WPP announces Mark Read as CEO following Sir Martin Sorrell’s departure

Advertising and PR giant WPP has announced the successor to Sir Martin Sorrell, with co-chief operating officer Mark Read set to take the CEO reins with immediate effect.

WPP’s chairman, Roberto Quarta, said the decision followed a rigorous selection process and assessment of internal and external candidates.

“That process, alongside Mark’s wise and effective stewardship of the business in the last few months, left us with no doubt that he is the right leader for this company,” said Quarta.

Sorrell resigned from the position at WPP in April this year following an investigation into allegations of personal misconduct. Although details remain shrouded, Sorrell told an audience at Cannes that the end of this thirty-year tenure was “like being hit by a bus”.

While making no direct allusion to the former chief’s resignation, Quarta said Read was “in every way the 21st century CEO”, with an intimate understanding of the business, strong internal support and respect and endorsement of clients.

“He has played a central role in many of WPP’s most successful investments and initiatives, and he has deep experience at board and operational level,” Quarta said.

“Most recently, Mark led the transformation of Wunderman into one of the world’s top digital agencies, and he understands the importance of culture in creating successful organisations.”

Read will take the helm of the business at a critical time, as it weathers increasing pressure in the face of competition from ad tech giants Facebook, Google and Amazon, as well as pressure from investors and clients to make services more transparent and efficient.

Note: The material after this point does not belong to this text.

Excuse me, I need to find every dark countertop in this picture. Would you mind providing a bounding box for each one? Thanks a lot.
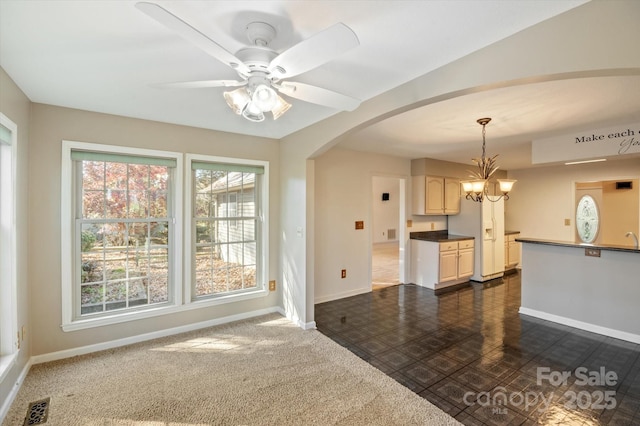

“Our industry is going through a period of structural change, not structural decline, and if we embrace that change we can look ahead to an exciting and successful future,” commented Read on his appointment.  

“Our mission now is to release the full potential that exists within the company for the benefit of our clients, to accelerate our transformation and simplify our offering, and to position WPP for stronger growth.”

The Evening Standard noted that Read’s appointment marks the end of the WPP “megabucks era”; Read will take a salary of just less than £1m per year and an annual bonus of up to 250%. While far from scant, that amounts to a tenth of Sorrell’s peak pay packet of £70m in 2015.